Issue Date: April 30, 2012
Imagine a biotech company with too many promising drug candidates and not enough cash to pay for their development. It’s a problem that could be solved pretty quickly by any number of strategies: license some compounds, go public, or get acquired by a bigger firm.
But for companies working to find new medicines for diseases that affect the developing world, a full drug pipeline is both a blessing and a curse. When there’s no profit at the end of the road, it’s a stretch to pay for full-scale development of even one promising compound, let alone an entire portfolio of drug candidates. The question is not only how to decide which one goes forward but also how to justify not pushing all of them forward when so many people are afflicted by—and will die from—diseases like malaria and tuberculosis.

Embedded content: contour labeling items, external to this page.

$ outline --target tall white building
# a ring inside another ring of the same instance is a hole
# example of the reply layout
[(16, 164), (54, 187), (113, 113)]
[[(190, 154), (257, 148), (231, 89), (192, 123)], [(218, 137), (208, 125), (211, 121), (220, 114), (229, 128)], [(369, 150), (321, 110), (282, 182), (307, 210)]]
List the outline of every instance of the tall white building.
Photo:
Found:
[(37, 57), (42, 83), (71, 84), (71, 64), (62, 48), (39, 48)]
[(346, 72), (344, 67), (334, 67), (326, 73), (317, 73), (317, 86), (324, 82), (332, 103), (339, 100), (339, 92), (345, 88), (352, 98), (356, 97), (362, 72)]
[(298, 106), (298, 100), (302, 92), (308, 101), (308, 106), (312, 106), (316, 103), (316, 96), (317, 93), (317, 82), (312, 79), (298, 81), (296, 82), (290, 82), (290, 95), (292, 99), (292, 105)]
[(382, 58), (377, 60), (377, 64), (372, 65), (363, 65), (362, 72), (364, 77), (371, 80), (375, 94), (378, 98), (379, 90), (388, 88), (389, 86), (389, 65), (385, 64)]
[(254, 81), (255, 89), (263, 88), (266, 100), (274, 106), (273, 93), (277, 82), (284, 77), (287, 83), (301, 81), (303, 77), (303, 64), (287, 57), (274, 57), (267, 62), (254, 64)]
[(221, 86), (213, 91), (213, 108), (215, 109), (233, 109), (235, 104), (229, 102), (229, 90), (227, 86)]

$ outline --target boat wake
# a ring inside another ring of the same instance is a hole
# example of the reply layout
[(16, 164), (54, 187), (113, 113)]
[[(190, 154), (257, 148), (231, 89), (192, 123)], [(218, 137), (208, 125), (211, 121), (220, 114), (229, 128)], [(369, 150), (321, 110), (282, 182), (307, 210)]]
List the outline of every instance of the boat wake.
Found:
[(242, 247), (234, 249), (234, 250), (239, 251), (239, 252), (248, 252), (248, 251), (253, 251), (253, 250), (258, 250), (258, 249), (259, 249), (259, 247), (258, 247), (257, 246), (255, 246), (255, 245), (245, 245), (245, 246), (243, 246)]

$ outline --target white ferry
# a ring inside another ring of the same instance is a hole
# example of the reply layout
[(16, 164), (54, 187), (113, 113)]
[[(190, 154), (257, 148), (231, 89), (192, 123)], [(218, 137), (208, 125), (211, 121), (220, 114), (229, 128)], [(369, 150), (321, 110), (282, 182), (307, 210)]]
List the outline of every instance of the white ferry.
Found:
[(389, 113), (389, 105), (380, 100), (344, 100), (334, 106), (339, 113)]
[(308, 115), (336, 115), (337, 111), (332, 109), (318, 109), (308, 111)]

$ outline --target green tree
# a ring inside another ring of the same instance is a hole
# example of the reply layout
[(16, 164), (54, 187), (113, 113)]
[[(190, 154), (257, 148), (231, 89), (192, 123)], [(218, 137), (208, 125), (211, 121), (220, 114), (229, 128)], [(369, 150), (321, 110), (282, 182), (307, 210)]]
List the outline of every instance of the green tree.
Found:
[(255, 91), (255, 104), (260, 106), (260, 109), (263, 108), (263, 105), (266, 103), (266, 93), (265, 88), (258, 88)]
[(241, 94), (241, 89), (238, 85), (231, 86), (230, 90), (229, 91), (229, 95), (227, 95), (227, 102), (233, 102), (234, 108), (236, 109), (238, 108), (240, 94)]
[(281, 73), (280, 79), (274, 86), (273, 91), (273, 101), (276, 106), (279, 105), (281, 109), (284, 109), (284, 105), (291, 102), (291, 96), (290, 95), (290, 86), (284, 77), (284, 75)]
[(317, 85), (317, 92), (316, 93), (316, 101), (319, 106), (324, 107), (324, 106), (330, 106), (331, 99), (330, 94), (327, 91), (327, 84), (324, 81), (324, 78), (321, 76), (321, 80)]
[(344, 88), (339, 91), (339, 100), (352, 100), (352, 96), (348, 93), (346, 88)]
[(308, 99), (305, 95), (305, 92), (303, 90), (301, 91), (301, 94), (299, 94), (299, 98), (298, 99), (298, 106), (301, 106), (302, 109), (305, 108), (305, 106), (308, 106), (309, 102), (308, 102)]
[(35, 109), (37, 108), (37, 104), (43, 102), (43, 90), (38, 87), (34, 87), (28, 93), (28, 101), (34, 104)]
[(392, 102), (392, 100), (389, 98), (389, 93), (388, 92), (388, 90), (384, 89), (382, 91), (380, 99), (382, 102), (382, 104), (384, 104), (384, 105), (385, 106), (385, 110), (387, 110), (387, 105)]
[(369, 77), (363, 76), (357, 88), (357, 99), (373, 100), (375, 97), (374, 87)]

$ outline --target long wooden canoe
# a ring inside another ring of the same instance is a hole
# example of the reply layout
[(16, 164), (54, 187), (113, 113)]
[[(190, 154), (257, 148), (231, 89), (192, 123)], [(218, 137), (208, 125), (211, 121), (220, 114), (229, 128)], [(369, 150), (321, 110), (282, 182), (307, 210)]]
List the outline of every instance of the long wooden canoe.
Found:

Paul Herrling, chairman of the board of the Novartis Institute for Tropical Diseases (NITD), the neglected-disease arm of the Swiss drug company, is trying to come up with ways to bring as many new drugs for neglected diseases to market as possible. Time is of the essence. If a drug gets stuck in the pipeline because of lack of funds, “the patients will have the bad luck,” Herrling says, shrugging his shoulders. “That’s life.”
To some observers, his words might sound cynical. But Herrling’s matter-of-fact explanation of the realities of the developing world belies his commitment to finding new drugs for neglected diseases.

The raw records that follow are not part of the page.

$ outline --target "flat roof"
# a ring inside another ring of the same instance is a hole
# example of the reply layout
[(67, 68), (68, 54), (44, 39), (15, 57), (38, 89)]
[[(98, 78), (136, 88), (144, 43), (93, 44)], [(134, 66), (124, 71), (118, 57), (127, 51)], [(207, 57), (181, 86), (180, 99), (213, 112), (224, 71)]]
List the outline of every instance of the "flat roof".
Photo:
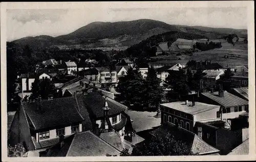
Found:
[(187, 105), (185, 105), (185, 101), (177, 101), (161, 104), (160, 105), (168, 108), (172, 108), (174, 109), (191, 114), (195, 114), (203, 111), (208, 111), (214, 108), (220, 107), (220, 106), (210, 105), (199, 102), (195, 102), (195, 106), (190, 106), (191, 104), (191, 102), (188, 102)]

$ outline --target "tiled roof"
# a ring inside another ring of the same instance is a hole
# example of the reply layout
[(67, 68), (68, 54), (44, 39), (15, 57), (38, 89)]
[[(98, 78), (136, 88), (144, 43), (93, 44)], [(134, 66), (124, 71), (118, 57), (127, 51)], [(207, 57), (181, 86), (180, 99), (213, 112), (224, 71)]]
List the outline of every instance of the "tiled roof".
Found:
[(190, 104), (185, 105), (185, 102), (182, 101), (169, 102), (160, 104), (160, 105), (172, 108), (191, 114), (195, 114), (220, 107), (218, 105), (210, 105), (199, 102), (195, 102), (195, 106), (191, 106), (190, 105)]
[(96, 69), (99, 72), (110, 71), (110, 68), (105, 67), (95, 67)]
[(228, 155), (248, 155), (249, 154), (249, 139), (235, 148)]
[(194, 154), (202, 155), (205, 154), (218, 153), (220, 151), (209, 145), (196, 134), (179, 127), (177, 129), (173, 125), (164, 125), (150, 132), (155, 136), (164, 137), (169, 132), (178, 141), (184, 142)]
[(239, 95), (241, 95), (245, 99), (249, 100), (248, 98), (248, 87), (243, 87), (243, 88), (233, 88), (235, 91), (238, 93)]
[(35, 78), (35, 75), (34, 73), (28, 73), (27, 74), (22, 74), (20, 75), (22, 78)]
[(65, 62), (65, 63), (68, 67), (75, 67), (76, 66), (76, 63), (74, 62)]
[(224, 107), (244, 105), (248, 104), (247, 101), (232, 95), (226, 90), (224, 91), (224, 97), (219, 97), (219, 92), (218, 91), (215, 91), (213, 93), (204, 92), (201, 94)]
[[(78, 96), (77, 97), (82, 97), (83, 100), (96, 118), (103, 117), (102, 107), (105, 105), (105, 99), (98, 92), (88, 93), (85, 96)], [(110, 110), (109, 111), (109, 115), (111, 116), (117, 114), (125, 109), (125, 106), (117, 102), (108, 98), (108, 104)]]
[(74, 97), (42, 100), (41, 110), (37, 110), (36, 102), (23, 102), (22, 106), (30, 119), (35, 130), (70, 125), (81, 122), (83, 119), (77, 110)]
[(66, 156), (119, 155), (120, 151), (91, 132), (76, 133)]
[(204, 78), (216, 78), (220, 74), (224, 74), (224, 72), (222, 71), (215, 71), (212, 70), (206, 70), (203, 71), (203, 73), (206, 73), (204, 77)]

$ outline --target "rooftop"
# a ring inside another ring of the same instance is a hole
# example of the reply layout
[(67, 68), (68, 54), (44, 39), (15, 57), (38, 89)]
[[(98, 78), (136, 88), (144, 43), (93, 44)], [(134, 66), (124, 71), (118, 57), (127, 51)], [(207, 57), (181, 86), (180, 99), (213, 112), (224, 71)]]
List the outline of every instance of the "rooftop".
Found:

In fact, if the Swiss executive has developed a certain cool remove when discussing the challenges of funding drugs for neglected diseases, his eyes light up when he talks about progress in discovering them. Novartis researchers have come up with three new approaches to treating malaria. Two of them are already in clinical studies, one of which, a spiroindolone that Novartis calls NITD609, is the first antimalarial compound with a novel mechanism of action to enter Phase II clinical trials in 20 years.
The NITD malaria drug candidates are part of a pipeline of more than 100 drugs and vaccines for neglected diseases that in the past decade have emerged from a variety of public-private partnerships, including NITD (which is a partnership with the Singapore Economic Development Board), Medicines for Malaria Venture, and the Global Alliance for TB Drug Development.

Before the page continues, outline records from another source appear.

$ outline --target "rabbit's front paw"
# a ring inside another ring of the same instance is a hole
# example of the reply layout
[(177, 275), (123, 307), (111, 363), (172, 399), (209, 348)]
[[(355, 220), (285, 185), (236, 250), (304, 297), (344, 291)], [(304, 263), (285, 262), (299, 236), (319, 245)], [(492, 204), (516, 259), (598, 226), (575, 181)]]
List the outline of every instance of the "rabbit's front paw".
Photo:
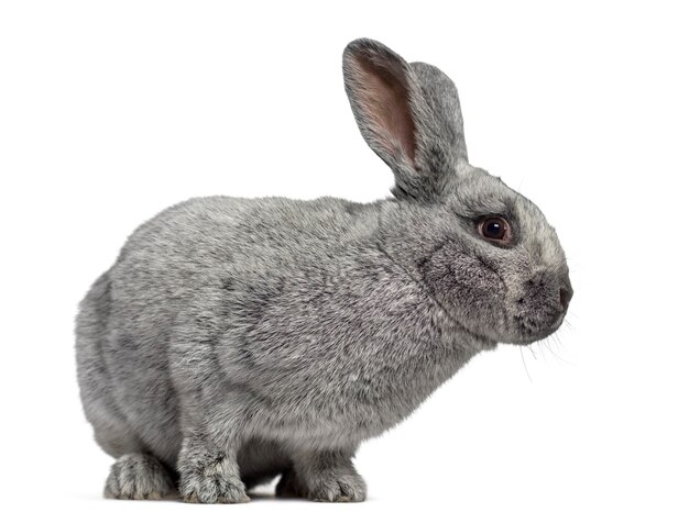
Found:
[(169, 475), (156, 458), (125, 454), (112, 464), (103, 494), (121, 500), (157, 500), (174, 490)]

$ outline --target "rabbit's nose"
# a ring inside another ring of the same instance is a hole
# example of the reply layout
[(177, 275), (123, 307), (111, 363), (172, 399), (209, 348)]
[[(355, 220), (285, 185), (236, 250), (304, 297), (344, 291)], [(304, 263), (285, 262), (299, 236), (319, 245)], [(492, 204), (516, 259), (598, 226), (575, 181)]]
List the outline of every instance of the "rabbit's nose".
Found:
[(575, 296), (575, 291), (571, 288), (569, 278), (567, 278), (560, 287), (560, 307), (562, 308), (562, 311), (566, 311), (569, 307), (572, 296)]

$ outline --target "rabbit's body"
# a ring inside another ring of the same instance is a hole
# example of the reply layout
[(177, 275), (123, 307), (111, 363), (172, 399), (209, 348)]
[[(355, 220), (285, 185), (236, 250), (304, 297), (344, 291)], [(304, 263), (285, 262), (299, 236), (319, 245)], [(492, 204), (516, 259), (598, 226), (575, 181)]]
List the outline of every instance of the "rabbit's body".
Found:
[(572, 291), (538, 208), (469, 165), (439, 69), (360, 40), (344, 86), (394, 198), (199, 198), (129, 238), (77, 321), (81, 399), (116, 498), (247, 487), (361, 501), (359, 444), (496, 343), (561, 324)]
[(405, 418), (491, 343), (385, 253), (396, 205), (216, 197), (142, 225), (78, 319), (101, 445), (175, 467), (181, 423), (241, 415), (240, 468), (274, 476), (289, 447), (356, 448)]

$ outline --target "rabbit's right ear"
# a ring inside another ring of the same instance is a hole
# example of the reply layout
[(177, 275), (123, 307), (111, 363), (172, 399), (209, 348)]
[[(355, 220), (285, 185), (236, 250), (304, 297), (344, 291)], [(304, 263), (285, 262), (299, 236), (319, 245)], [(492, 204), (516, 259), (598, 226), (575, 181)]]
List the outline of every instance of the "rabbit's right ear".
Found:
[[(441, 109), (450, 105), (429, 97), (435, 92), (445, 96), (447, 90), (438, 90), (436, 75), (430, 75), (434, 70), (422, 69), (430, 66), (414, 66), (368, 38), (351, 42), (342, 58), (344, 89), (354, 119), (369, 146), (393, 170), (393, 194), (433, 202), (457, 176), (457, 165), (466, 160), (467, 149), (461, 127), (448, 132), (452, 121), (441, 114)], [(451, 85), (449, 78), (447, 81)], [(459, 111), (459, 102), (455, 105)], [(461, 113), (459, 122), (461, 126)]]

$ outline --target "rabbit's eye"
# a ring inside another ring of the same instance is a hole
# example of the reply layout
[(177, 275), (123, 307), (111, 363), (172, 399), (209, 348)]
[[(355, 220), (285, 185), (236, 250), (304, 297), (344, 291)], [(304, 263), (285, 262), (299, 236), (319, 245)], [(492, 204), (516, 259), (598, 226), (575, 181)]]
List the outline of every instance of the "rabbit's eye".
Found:
[(510, 224), (504, 218), (492, 216), (481, 220), (479, 223), (481, 236), (503, 244), (512, 241)]

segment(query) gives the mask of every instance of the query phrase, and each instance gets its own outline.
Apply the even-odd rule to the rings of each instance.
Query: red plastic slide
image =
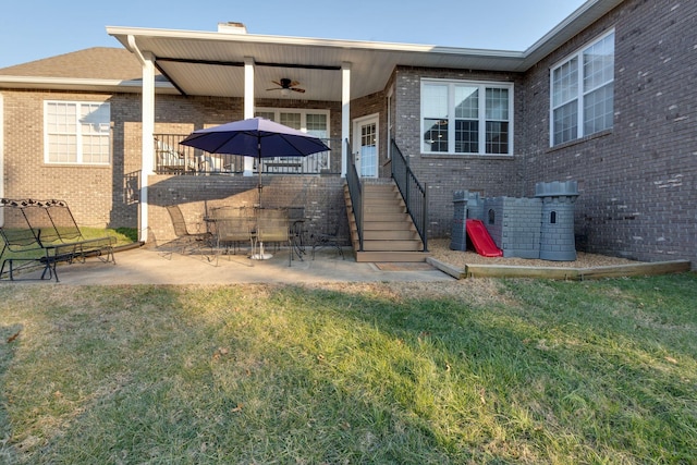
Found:
[[[503,252],[497,247],[481,220],[467,220],[467,235],[477,254],[482,257],[502,257]]]

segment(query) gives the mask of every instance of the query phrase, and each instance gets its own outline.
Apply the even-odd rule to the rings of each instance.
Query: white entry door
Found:
[[[358,174],[362,178],[378,178],[378,115],[354,120],[353,135]]]

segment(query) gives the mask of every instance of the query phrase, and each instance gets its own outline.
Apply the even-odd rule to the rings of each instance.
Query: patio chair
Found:
[[[288,266],[291,266],[293,249],[289,232],[288,210],[259,209],[257,212],[256,240],[259,244],[259,255],[264,254],[265,243],[274,243],[277,245],[288,244],[290,252]]]
[[[246,207],[219,207],[211,211],[216,229],[216,252],[232,247],[236,254],[241,243],[249,243],[253,247],[252,230],[254,229],[254,211]]]
[[[293,252],[297,258],[303,261],[305,255],[305,207],[288,207],[288,221],[291,234],[291,243]],[[293,254],[291,254],[293,256]]]
[[[188,231],[186,221],[184,220],[184,215],[182,215],[182,210],[179,208],[179,205],[168,205],[166,208],[167,212],[170,215],[170,219],[172,220],[172,228],[174,228],[174,235],[176,238],[163,244],[161,247],[158,247],[161,249],[163,256],[169,256],[171,259],[172,248],[181,248],[182,255],[185,255],[186,253],[191,255],[210,244],[211,234],[209,232],[191,233]],[[164,249],[164,246],[169,249]]]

Not all will succeed. As Herrling points out, the attrition rate for drug development is the same whether a medicine is intended for the rich or the poor. “But there is now a sufficiently large pipeline that a few of these projects will need to go into full development, where costs go up exponentially,” he says.
So far, funding for the drugs has come from a mix of nonprofits and pharmaceutical companies. But those backers “seem to have difficulties in funding the full development,” Herrling says. Without a new model for how to pay for Phase III trials and registration with regulators, “there is a real danger some of this pipeline will be stalled because there are no funds.”
The funding gap is particularly acute for diseases such as malaria and tuberculosis, for which a new drug needs to be paired with other medicines to combat resistance. Assessing both the new compound and the combinations in patients is an expensive undertaking. For example, if NITD609 moves forward to Phase III, as is expected, the clinical trials would likely cost hundreds of millions of dollars, Herrling notes.
Industry is beholden to shareholders and can fund only so many trials without the promise of a financial return. Novartis, for example, devotes more resources to neglected diseases than many drug companies, but it has limits to how much money it will spend on such efforts. Nonprofits, meanwhile, have limited resources and would be hard-pressed to sink such a large sum into just one drug.
Herrling is trying to come up with solutions. He sees two distinct challenges to getting drugs for neglected diseases onto the market. The first is clear-cut: finding the money to pay for trials. The second is more subjective: ensuring the best projects in the overall pipeline are moving forward.
Next month, Herrling and a group of delegates from various countries will present to the World Health Organization (WHO) the results of a yearlong study of how best to address the first challenge. In response to a call, the committee received 109 proposals; it whittled them down and made general recommendations. Its main conclusion is that all countries should devote at least 0.01%—more for developed countries—of their gross domestic product to government-funded R&D related to health issues of the developing world. “We want all countries, including the poor ones, to take ownership of this,” Herrling says. “But on the other hand, it’s clear that everyone should participate according to their paying power.”
Herrling is also part of a team that submitted a proposal addressing the second challenge. Their Fund for R&D in Neglected Diseases would pool neglected-disease funding from all sources to enable the kind of science-based portfolio management that goes on in big pharma firms. Herrling argues that dispassionate management of the many drugs under development would eliminate duplication of effort and help cut out projects that get pushed forward for political rather than scientific reasons.
Now WHO member states will need to reach a consensus on how to move forward. It’s a process that “will take time,” Herrling says. “But any step we take in the right direction is worth it.”